Dosya içeriğine, bozmanın mahiyeti ve kapsamına göre taraflar arasındaki uyuşmazlık; davacı işçinin toplu iş sözleşmesinden kaynaklanan alacaklara hak kazanıp kazanmadığı hususundadır.

2. İlgili Hukuk

1. 6100 sayılı Hukuk Muhakemeleri Kanunu'nun (6100 sayılı Kanun) 369 uncu maddesinin birinci fıkrası ile 370 ve 371 inci maddeleri.

2. 6356 sayılı Sendikalar ve Toplu İş Sözleşmesi Kanunu'nun “Toplu iş sözleşmesinden yararlanma” kenar başlıklı 39 uncu maddesinin ilgili bölümü şöyledir:

“(1) Toplu iş sözleşmesinden taraf işçi sendikasının üyeleri yararlanır.

(2) Toplu iş sözleşmesinden, sözleşmenin imzalanması tarihinde taraf sendikaya üye olanlar yürürlük tarihinden, imza tarihinden sonra üye olanlar ise üyeliklerinin taraf işçi sendikasınca işverene bildirildiği tarihten itibaren yararlanır.

(3) Toplu iş sözleşmesinin imza tarihi ile yürürlük tarihi arasında iş sözleşmesi sona eren üyeler de, iş sözleşmelerinin sona erdiği tarihe kadar toplu iş sözleşmesinden yararlanır.

(4) Toplu iş sözleşmesinin imzası sırasında taraf işçi sendikasına üye olmayanlar, sonradan işyerine girip de üye olmayanlar veya imza tarihinde taraf işçi sendikasına üye olup da ayrılanlar veya çıkarılanların toplu iş sözleşmesinden yararlanabilmeleri, toplu iş sözleşmesinin tarafı olan işçi sendikasına dayanışma aidatı ödemelerine bağlıdır. Bunun için işçi sendikasının onayı aranmaz. Dayanışma aidatı ödemek suretiyle toplu iş sözleşmesinden yararlanma, talep tarihinden geçerlidir. (İptal dördüncü cümle:Anayasa Mahkemesinin 30/12/2020 tarihli ve E.:2020/57; K.:2020/83 sayılı Kararı ile)..."

3. Değerlendirme

1. Temyiz olunan nihai kararların bozulması 6100 sayılı Kanun'un 371 inci maddesinde yer alan sebeplerden birinin varlığı hâlinde mümkündür.

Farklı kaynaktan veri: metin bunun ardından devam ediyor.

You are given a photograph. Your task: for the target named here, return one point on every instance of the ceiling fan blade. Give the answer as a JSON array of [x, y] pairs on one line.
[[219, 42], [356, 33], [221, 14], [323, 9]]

2. Temyizen incelenen İlk Derece Mahkemesi kararının bozmaya uygun olduğu, kararda ve kararın gerekçesinde hukuk kurallarının somut olaya uygulanmasında bir isabetsizlik bulunmadığı, bozmaya uyulmakla karşı taraf yararına kazanılmış hak durumunu oluşturan yönlerin ise yeniden incelenmesine hukukça imkân bulunmadığı anlaşılmakla; temyiz dilekçesinde ileri sürülen nedenler kararın bozulmasını gerektirecek nitelikte görülmemiştir.

VII. KARAR

Açıklanan sebeple;

Davalı vekilinin yerinde görülmeyen tüm temyiz itirazlarının reddi ile usul ve kanuna uygun olan kararın ONANMASINA,

Dosyanın İlk Derece Mahkemesine gönderilmesine,

16.04.2024 tarihinde oy birliğiyle karar verildi.